Сверху на Комара навалился всеми своими семью пудами Дема: схватил за подбородок и тянул вверх и на себя, видимо, желая таким нехитрым, но верным способом, сломать предателю шейные позвонки… Простота и сгубила сибирского бандита. Гена, дурея от боли, сумел все-таки сконцентрироваться и сунуть ствол своей «беретты» себе под мышку. Почувствовав, что ствол уперся в Демино брюхо, Комар выстрелил четыре раза подряд, почти физически ощущая при этом, как ломаются, крошатся в труху Демины ребра, лопается печень, рвется диафрагма и ломается позвоночный столб.

— Вызывайте милицию! — приказал Гена, поднявшись с пола, своим охранникам, которые появились в дверях очень вовремя, как и было уговорено, подстраховать, если что-то выйдет из под контроля.

Но нужды в страховке уже не было. Гена поморщился от боли в шее и с силой наступил на горло стонущего и захлебывающегося кровью раненого охранника. Тот булькнул, дернулся, взбрыкнул ногами — и затих.

— Вызывайте милицию! — повторил Гена. — Видите, какое тут у нас бандитское нападение совершено… Совсем, понимаешь, с ума посходили… Честных коммерсантов прямо в офисе прихлопнуть норовят…

Коля Смирнов, сделавший ровно столько выстрелов, сколько было нужно, и не более, чтобы не попасть ненароком в шефа, наблюдал за дальнейшими событиями через оптический прицел. Наконец он положил винтовку на пол чердака, потянулся и вздохнул с облегчением… Все! Работа окончена. Теперь он — свободный человек. Навсегда!

Тут что-то словно щелкнуло у него в голове, и Смирнов быстро обернулся… Он лишь успел заметить чью-то темную фигуру (неслышно выросшую за Колиной спиной) и увидеть яркую вспышку — прямо перед своим носом.

Контрольного выстрела не понадобилось. Пуля вошла Смирнову точно между бровей.

Киллер бросил пистолет на пол, рядом с Колиной винтовкой, повернулся и спокойно пошел вниз по лестнице, ведущей во двор. Внизу его ждали старенькие «Жигули»; он сел на заднее сиденье и сказал водителю:

— В больницу.

Гинденблат

Максимов проснулся от того, что Аля снова, в который раз за сегодняшнюю ночь, начала шуровать своими тонкими длинными пальчиками где-то между его бедер.

«Во попал! — подумал Максимов. — И откуда что берется?..»

Аля, конечно, весь предыдущий вечер делала ему авансы — только слепой бы их не заметил!

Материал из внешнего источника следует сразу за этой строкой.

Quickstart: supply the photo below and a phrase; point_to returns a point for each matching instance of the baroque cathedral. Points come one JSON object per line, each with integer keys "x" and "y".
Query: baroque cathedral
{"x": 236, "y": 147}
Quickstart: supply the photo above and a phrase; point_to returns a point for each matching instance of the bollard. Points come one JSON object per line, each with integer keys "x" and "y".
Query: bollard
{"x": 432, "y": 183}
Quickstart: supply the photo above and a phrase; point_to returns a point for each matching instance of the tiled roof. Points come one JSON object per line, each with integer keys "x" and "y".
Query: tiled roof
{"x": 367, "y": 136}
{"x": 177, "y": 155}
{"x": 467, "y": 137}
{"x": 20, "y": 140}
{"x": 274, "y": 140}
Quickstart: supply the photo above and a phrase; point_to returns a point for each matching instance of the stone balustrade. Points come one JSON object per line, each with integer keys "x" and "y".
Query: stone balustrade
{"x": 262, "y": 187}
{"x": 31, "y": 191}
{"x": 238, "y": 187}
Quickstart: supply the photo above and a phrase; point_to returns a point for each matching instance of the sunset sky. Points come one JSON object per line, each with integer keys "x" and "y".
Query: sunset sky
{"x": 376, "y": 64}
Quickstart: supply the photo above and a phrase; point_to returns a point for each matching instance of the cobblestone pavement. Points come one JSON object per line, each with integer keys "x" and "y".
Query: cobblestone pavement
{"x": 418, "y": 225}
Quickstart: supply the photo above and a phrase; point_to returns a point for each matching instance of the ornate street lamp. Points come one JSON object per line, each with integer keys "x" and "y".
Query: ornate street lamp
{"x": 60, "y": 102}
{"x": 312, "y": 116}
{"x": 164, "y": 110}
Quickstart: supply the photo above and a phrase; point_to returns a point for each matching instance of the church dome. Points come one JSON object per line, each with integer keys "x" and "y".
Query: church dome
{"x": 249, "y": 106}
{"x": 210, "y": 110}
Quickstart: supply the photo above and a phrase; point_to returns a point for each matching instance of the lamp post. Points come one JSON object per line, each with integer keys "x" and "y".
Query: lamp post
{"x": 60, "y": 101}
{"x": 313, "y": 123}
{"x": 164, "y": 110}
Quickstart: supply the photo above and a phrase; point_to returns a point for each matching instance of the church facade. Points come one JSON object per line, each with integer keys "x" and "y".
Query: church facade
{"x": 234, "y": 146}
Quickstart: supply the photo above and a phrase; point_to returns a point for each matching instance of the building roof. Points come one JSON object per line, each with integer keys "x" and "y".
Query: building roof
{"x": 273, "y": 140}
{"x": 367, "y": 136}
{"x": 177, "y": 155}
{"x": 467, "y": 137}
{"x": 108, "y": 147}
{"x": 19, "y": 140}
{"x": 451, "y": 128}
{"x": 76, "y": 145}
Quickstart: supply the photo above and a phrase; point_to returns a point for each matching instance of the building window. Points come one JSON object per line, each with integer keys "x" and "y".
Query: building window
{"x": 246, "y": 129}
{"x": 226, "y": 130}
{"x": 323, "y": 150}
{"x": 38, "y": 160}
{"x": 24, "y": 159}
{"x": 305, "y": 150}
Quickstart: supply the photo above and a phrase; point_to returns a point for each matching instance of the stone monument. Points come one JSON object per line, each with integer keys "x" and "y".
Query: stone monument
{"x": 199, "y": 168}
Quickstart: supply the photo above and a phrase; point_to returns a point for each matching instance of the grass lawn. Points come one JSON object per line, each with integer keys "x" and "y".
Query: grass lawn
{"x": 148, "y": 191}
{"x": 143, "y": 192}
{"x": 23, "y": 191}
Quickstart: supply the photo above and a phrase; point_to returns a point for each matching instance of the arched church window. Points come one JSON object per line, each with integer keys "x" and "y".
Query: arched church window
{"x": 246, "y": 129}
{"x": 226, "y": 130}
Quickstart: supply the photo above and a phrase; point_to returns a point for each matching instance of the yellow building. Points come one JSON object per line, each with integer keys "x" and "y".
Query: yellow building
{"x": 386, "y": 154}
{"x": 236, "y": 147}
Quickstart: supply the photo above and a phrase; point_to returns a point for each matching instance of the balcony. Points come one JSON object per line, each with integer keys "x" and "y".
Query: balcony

И он мог предполагать, что за авансами этими последует, так сказать, получка. Но никак не ожидал, что Аля окажется такой ненасытной и, главное, неутомимой. А еще — очень умелой. Николай Николаевич, по условиям своей последней «работы», не раз имевший дело с профессионалками — с девочками, считавшимися в Питере лучшими, знал толк в постельных делах. Аля была во всем ничуть не хуже этих столь же длинноногих, сколь и дорогостоящих красавиц. Не хуже! А, может быть, кое в чем, и лучше…

Однако ее принципиальное отличие от профессионалок, вкалывающих в постелях за деньги, состояло в том, что ее нельзя было по желанию «выключить» в соответствующий момент: когда устанешь, например, или в туалет захочешь, или покурить… Нет, если уж Аля заводилась, то обязательно требовалось довести процесс до его логического и естественного завершения. Поэтому Максимов за ночь несколько подустал.